Question

I need to define a ground truth/correct answer set of GO terms for proteins

0

Entering edit mode

20 months ago

Emiliat • 0

I need to compare the predictions of a GO term prediction method, across some dataset.

How do I go about creating the test dataset? I want each protein in dataset to have the ground truth/correct answers GO terms, so that I can compare the 'correct' answer to the predictions generated by the prediction method.

I was thinking about using downloading the XML for SwissProt, and filtering to include any evidence for the GO except IEA/Inferred from Electronic Annotation and propagating it to the top GO term.

Is there is a standard in the field? It seems that people are using experimental evidence, with reference to CAFA, but I want to get a complete list of GO terms for a series of proteins, and that why I though about using all evidence codes except IEA. I am looking for paper that defines a 'trend/standard' in the field, and that say's, something like this "...according to accepted values in this field, the IEA were ignored when making this dataset..."

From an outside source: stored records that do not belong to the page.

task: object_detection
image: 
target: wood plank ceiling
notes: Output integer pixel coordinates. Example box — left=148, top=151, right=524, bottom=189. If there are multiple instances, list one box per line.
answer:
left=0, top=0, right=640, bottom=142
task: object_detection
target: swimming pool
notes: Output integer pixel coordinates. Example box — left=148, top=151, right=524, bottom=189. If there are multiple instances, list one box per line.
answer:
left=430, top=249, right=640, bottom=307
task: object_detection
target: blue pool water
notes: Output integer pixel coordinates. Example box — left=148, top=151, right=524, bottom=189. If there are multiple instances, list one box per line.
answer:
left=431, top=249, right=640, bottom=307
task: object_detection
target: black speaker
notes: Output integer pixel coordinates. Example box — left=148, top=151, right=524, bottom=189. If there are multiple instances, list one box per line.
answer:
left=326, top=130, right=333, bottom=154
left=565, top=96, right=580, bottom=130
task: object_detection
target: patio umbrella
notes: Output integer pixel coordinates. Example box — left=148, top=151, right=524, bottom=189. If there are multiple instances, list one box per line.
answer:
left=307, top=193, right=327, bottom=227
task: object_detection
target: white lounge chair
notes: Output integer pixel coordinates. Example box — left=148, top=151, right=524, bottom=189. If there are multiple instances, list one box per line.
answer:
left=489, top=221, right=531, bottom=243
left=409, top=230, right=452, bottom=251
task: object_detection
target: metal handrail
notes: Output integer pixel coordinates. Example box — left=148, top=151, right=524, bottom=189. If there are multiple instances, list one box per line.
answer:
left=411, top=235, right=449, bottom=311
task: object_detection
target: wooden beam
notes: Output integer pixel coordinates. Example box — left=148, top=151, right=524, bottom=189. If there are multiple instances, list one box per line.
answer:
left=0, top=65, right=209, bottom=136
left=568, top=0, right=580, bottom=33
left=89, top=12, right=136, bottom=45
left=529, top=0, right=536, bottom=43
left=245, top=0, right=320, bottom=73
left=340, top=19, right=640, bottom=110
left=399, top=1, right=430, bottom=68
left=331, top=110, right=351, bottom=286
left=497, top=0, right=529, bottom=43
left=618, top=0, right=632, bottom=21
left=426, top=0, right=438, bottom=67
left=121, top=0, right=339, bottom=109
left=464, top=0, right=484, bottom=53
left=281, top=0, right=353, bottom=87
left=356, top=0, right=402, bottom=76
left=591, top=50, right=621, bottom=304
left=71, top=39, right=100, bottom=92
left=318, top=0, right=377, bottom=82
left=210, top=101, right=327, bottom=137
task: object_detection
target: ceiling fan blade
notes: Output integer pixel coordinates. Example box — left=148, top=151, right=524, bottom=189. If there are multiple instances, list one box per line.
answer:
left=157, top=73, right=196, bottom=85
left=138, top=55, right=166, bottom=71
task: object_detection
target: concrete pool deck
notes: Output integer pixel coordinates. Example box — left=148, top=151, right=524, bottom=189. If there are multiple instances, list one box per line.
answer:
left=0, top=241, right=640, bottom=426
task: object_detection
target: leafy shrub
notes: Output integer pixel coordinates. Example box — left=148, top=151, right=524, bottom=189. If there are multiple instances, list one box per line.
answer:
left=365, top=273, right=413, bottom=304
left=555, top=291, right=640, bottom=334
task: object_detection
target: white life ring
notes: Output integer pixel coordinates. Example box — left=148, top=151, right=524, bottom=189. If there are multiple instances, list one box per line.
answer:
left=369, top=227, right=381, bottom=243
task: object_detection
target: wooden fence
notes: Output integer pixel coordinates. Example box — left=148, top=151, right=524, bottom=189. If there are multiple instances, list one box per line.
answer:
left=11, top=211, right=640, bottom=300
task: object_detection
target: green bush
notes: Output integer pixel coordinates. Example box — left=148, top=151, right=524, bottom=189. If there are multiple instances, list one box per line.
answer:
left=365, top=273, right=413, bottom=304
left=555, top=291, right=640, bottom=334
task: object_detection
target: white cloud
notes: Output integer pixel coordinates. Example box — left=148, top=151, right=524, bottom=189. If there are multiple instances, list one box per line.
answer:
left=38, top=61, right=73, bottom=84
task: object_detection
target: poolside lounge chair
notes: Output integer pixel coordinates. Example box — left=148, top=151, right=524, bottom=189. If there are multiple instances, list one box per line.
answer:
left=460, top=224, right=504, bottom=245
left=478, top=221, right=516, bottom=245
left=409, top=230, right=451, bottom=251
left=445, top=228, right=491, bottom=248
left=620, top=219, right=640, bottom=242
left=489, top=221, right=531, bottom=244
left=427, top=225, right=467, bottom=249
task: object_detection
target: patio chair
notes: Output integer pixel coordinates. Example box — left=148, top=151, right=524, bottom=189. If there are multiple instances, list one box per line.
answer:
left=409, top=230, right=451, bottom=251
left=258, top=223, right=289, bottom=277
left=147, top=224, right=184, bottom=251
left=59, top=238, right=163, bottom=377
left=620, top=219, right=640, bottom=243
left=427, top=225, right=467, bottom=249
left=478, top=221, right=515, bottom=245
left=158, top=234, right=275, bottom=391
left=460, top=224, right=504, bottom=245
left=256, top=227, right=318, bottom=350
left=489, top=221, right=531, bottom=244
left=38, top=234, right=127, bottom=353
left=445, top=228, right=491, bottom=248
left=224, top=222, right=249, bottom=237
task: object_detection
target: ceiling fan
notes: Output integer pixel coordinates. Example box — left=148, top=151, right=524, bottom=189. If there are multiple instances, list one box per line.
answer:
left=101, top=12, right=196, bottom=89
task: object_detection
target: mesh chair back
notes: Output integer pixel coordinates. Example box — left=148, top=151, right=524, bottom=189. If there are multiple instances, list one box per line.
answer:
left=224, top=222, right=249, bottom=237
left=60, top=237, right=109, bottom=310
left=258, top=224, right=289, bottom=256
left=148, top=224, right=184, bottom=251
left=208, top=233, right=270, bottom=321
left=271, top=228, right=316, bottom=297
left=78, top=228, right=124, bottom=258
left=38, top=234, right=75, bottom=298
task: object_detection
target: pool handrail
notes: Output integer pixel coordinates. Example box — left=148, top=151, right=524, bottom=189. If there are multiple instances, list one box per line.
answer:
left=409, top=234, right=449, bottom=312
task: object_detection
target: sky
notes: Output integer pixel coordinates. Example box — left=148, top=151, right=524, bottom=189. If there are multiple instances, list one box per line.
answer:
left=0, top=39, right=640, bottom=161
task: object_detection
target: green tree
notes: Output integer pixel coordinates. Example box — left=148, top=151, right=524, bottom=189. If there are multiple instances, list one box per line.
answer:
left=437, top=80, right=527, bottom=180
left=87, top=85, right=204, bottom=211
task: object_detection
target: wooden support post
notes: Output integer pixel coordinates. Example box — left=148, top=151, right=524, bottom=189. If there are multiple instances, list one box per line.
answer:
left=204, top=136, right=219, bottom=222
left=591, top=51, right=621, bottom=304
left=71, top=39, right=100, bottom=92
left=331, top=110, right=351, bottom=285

GO's term from UniProt vs GOA GO terms?

I know that UniProt only lists the chidren's term, and those GO terms are located on a better characterized proteins, while GOA mainly uses IEA tags to identify the GO terms to the proteins.

Which one is better be used for ground truth/Why?

Thank you in advance for everyone

SwissProt GO-term GOA • 1.1k views

ADD COMMENT • link updated 19 months ago by geneontologyhelp ▴ 420 • written 20 months ago by Emiliat • 0

score 5 · Answer 1 · 2023-05-18

There are a few different questions here, so:

How do I go about creating the test dataset?

One approach to create a test data set is to use the annotation corpus from a given time/date (t0), and see if the tool predicts the annotations that have accrued between t0 and a later time/date t1.

If you are trying to obtain older annotations to create this t0, there is no need to go into any XML- the standard format for annotations is GAF or the companion files GPAD/GPI. The GAF is slightly easier to work with as it is human readable and does not need to be paired with a second file. You can find the releases from 2004-03-01 to current at http://release.geneontology.org. If you let us know your organism and/or area of interest, we may be able to give you more suggestions. You are welcome to contact us if you don't wish to share this information publicly.

Also, propagating to a top GO term is not recommended. The highest GO terms are "root terms": 'GO:0008150 biological_process', 'GO:0003674 molecular_function', and 'GO:0005575 cellular_component'. Direct annotations to these root terms indicate that no appropriate child term could be assigned, so these terms are intentionally uninformative. You can use a "GO slim" (aka "subset", and see our FAQ) to find higher level terms that are still informative. Tools like https://go.princeton.edu/GOTermMapper/GOTermMapper_help.shtml and https://www.yeastgenome.org/goSlimMapper (either will work for most organisms) will do this mapping for you if you supply a gene list.

Is there a standard in the field?

There is no community accepted standard test set, if this is what you are looking for, but the GO annotations are done using high standards and should be assumed to be ground truth.

In the original CAFA experiment, some experimental annotations were newly created that the developers of prediction tools had no access to, and their predictions were tested against these annotations. The issue with this is that CAFA fails to take into account the Open World assumption that is built into GO annotations (PMID: 24138813). CAFA assumes that if there was a predicted annotation that didn't materialize, then the prediction was wrong. In reality, the absence of an annotation is not evidence of the absence of that function. The second paper briefly mentions that NOT annotations- annotations with the qualifier NOT, which are meant to counter erroneous annotations- can be used to evaluate absence of function, but with the caveat that there are very few of these NOT annotations in comparison to all the functions that proteins do not have.

GO's term from UniProt vs GOA GO Terms?

The data shown in UniProt is derived from the complete annotation set in GOA, the data being filtered as described here: https://www.uniprot.org/help/complete_go_annotation .

In terms of ground truth, these two sets of annotations should be equivalent.

Which one is better be used for ground truth/Why?

GO has high standards and expects both manual and computational annotations to be accurate and precise. Therefore, as mentioned above, all of the annotations are considered to be the "ground truth".

If the question is about including IEAs, evidence codes only describe the evidence each statement is based on and are not statements of the quality of the annotation. Within each evidence code classification, some methods produce annotations of higher confidence or greater specificity than other methods, in addition the way in which a technique has been applied or interpreted in a paper will also affect the quality of the resulting annotation. Thus, evidence codes cannot be used as a measure of the quality of the annotation.